La Flûte à Sanxay ou Mozart au cœur du Poitou
Au tournant des années 2000, Christophe Blugeon et son frère Mathieu ont eu l'idée de monter un festival d'opéra dans les ruines du théâtre gallo-romain de Sanxay, au bord de la Vonne (qui participe de la magie acoustique des lieux). Leur objectif était à la fois de combler un vide dans la région Poitou-Charentes, la seule de métropole à être jusqu'alors dépourvue de scène lyrique, et démontrer que le genre opératique n'était pas réservé à une élite urbaine. Les contraintes financières et la jauge de la « salle » (plus de 2.500 places) incitent à une juste prudence dans la programmation, surtout quand on se refuse à tout compromis dans la qualité du spectacle.
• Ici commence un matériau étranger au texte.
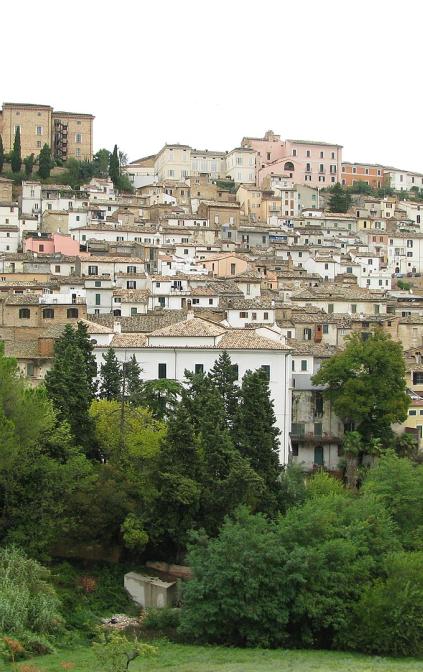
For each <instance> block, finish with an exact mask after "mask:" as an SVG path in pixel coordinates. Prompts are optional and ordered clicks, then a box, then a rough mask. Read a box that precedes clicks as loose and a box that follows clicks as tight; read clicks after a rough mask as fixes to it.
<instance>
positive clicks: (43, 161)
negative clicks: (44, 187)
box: [38, 143, 51, 180]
Sans négliger le rayonnement de la manifestation, qui rivalise en nombre de spectateurs avec Orange et Aix-en-Provence, le public local n'est pas méprisé : le prix des billets, sans commune mesure avec les rendez-vous méridionaux, reste tout à fait raisonnable (on compte même des places au prix d'une entrée de cinéma tout en haut des gradins, dans la verdure).
Les saluts (© DR)
La Flûte enchantée de Mozart réglée par Stefano Vizioli tire habilement parti des contraintes du site et des conditions de plein air. S'appuyant sur le décor naturel, la scénographie de Keito Shiraishi constitue un support efficace pour l'imagination, et s'inscrit harmonieusement dans la conception générale du spectacle, où une troupe de danseurs cambodgiens de l'Amrita Performing Arts vient illustrer un parallèle imaginé entre cette tradition orientale et le drame de Schikaneder. La poésie onirique des lumières de Nevio Cavina met en relief les projections vidéos colorées, simples mais évocatrices des situations et des personnages (à l'exemple des étoiles pour la reine de la nuit) et souligne les ressorts comiques de l'intrigue. La production n'oublie pas que dans son singspiel (l'opéra-comique allemand : parlé-chanté) maçonnique, Mozart s'adressait à la part enfantine de son public pour l'élever spirituellement – le serpent qui menace Tamino prend ainsi l'allure d'un redoutable dinosaure fluorescent sorti de Jurassic Park, tandis que des figurants déguisés en volatiles chamarrés caquettent autour de l'oiseleur Papageno, témoins de la fantaisie des costumes dessinés par Sébastien Maria-Clergerie.
Paolo Fanale (© DR)
Avec son timbre lumineux et sa ligne claire et élégante, Paolo Fanale s'affirme comme l'un des meilleurs ténors de sa génération, idéal dans le belcanto italien comme dans le registre mozartien, et son Tamino rayonne avec un évident naturel dès la rêverie sur le portrait de sa promise. La noblesse de l'incarnation préserve cependant avec justesse l'innocence du prince. En Pamina, Tatiana Lisnic dévoile une chair vocale contrastant avec les interprétations plus légères qui prévalent parfois dans le rôle, sans pour autant appuyer la dramatisation. Quant à Giorgio Caoduro, il s'avère impossible de résister à la gouaille de son Papageno, magnifiée par une belle plénitude de moyens. Plus qu'un cisèlement intellectuel du texte, le baryton italien investit admirablement les sentiments de son personnage et dégage une chaleur savoureuse, sinon latine.
Giorgio Caoduro et Mélanie Boisvert, Papageno et Papagena (© DR)
Le Sarastro de Luiz-Ottavio Faria se reconnaît par sa solidité, tandis que Christina Poulitsi fait ça et là entendre l'effort d'une virtuosité néanmoins sans accroc en Reine de la nuit. L'estimable trio de dames présente l'avantage de distinguer les solistes, de la première, Andreea Soare, ancienne pensionnaire de l'Atelier Lyrique de l'Opéra de Paris, à la troisième, bien poitrinée de Svetlana Lifar, en passant par la seconde, Aline Martin. Mélanie Boisvert séduit en Papagena, quand Rodolphe Briand résume la cruauté veule et ridicule de Monostatos. Mentionnons encore l'Orateur de Balint Szabo, également premier prêtre et second homme d'armes aux côtés de Yu Shao, second prêtre et premier homme d'armes, ainsi que les trois enfants issus de la maîtrise de la Chorakademie de Dortmund. Saluons enfin les chœurs préparés avec soin par Stefano Visconti, ainsi que la direction d'Eric Hull, attentive aux chanteurs.